This morning's subject? Tea.

I've never been there, but I have it from pretty reliable folks that England is, in fact, a real place, and that these people who call themselves "Brittons" or "the British" enjoy a cup of hot tea. A lot.

I'm told that for most people in "Brittain" the very act of making tea, what they call "brewing up" has an immensely calming effect.

"Lost the entire farm, luv? Put on the tea."

"Wot, the Mongols are burning and pillaging the streets of Lancaster atop Shetland Ponies? Brew up."

"'Ows that then, Timmy fell down a well? Down at Old Farmer Maggot's field? Lassie! There's a good girl--Put the kettle on."
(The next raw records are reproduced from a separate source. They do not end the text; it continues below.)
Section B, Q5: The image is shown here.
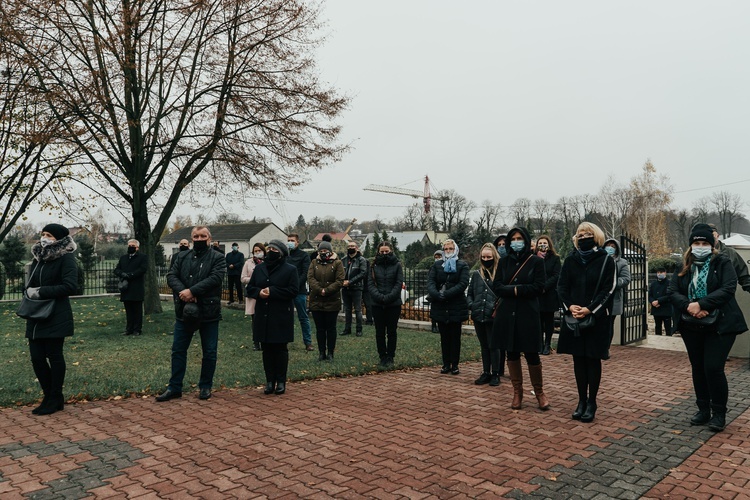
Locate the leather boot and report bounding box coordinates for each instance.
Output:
[508,359,523,410]
[529,364,549,411]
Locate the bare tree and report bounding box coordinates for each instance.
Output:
[0,0,348,313]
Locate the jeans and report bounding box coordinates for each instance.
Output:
[122,300,143,333]
[341,288,362,333]
[313,311,339,354]
[169,319,219,392]
[294,293,312,345]
[372,305,401,359]
[680,327,736,413]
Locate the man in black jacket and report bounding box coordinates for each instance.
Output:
[156,226,226,402]
[341,241,367,337]
[115,240,148,335]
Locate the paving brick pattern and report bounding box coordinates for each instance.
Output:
[0,346,750,499]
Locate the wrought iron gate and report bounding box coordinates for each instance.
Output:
[620,234,648,345]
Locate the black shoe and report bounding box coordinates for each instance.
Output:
[690,409,711,425]
[708,412,727,432]
[581,401,596,423]
[570,399,586,420]
[156,389,182,403]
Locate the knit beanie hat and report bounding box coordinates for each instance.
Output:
[42,224,70,240]
[267,240,289,257]
[318,241,333,252]
[690,222,716,246]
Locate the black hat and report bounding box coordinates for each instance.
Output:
[42,224,70,240]
[690,222,716,246]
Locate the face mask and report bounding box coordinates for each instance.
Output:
[578,237,596,252]
[690,247,712,260]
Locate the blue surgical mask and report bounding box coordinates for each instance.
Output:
[690,247,713,261]
[510,241,526,252]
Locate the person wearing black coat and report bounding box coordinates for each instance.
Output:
[427,240,469,375]
[115,240,148,335]
[648,267,672,337]
[466,243,505,387]
[24,224,78,415]
[536,234,562,356]
[367,241,404,368]
[156,226,226,402]
[490,227,550,411]
[247,240,299,394]
[557,222,617,422]
[669,223,747,432]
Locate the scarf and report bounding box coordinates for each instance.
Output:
[688,256,711,301]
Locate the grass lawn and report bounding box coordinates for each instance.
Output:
[0,297,480,406]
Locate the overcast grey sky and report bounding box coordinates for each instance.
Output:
[249,0,750,229]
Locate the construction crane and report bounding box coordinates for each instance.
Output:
[365,175,440,215]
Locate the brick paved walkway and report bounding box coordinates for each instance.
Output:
[0,347,750,499]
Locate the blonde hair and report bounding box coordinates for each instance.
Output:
[573,222,604,248]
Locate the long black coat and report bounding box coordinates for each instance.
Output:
[26,236,78,340]
[247,258,299,344]
[427,260,469,323]
[669,254,747,335]
[539,255,562,312]
[648,278,672,318]
[490,228,545,353]
[115,251,148,302]
[557,248,617,359]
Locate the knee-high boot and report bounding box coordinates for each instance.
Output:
[529,364,549,411]
[508,359,523,410]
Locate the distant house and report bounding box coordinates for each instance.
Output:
[159,222,286,258]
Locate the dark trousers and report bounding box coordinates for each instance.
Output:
[372,305,401,359]
[263,342,289,384]
[539,311,555,345]
[227,274,242,302]
[29,338,65,396]
[573,356,602,403]
[169,319,219,392]
[438,321,461,368]
[122,300,143,333]
[313,311,339,354]
[680,327,736,413]
[341,288,362,333]
[654,316,672,336]
[474,321,505,374]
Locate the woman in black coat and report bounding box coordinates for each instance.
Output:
[25,224,78,415]
[490,227,550,410]
[557,222,617,422]
[246,240,299,394]
[427,240,469,375]
[536,234,562,356]
[669,224,747,432]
"Admiral, we're sinking fast and you're leg's been shot off!"
"Is the tea on?"

I can see the attraction of ritual in tea making. Heck, Stevie Wonder could see that. One of my favourite things in the house is a 6 cup Brown Betty teapot, which I picked up years ago while I was not in England. For years now, and granted less often than I used to, but for years now I have carefully filled the kettle with cool water, brought it to boiling, warmed the pot, carefully sifted in loose tea leaves or used the *gasp choke* far less cool tea bags, and poured hot water on. Waited a few minutes, and had heaven in a cuppa.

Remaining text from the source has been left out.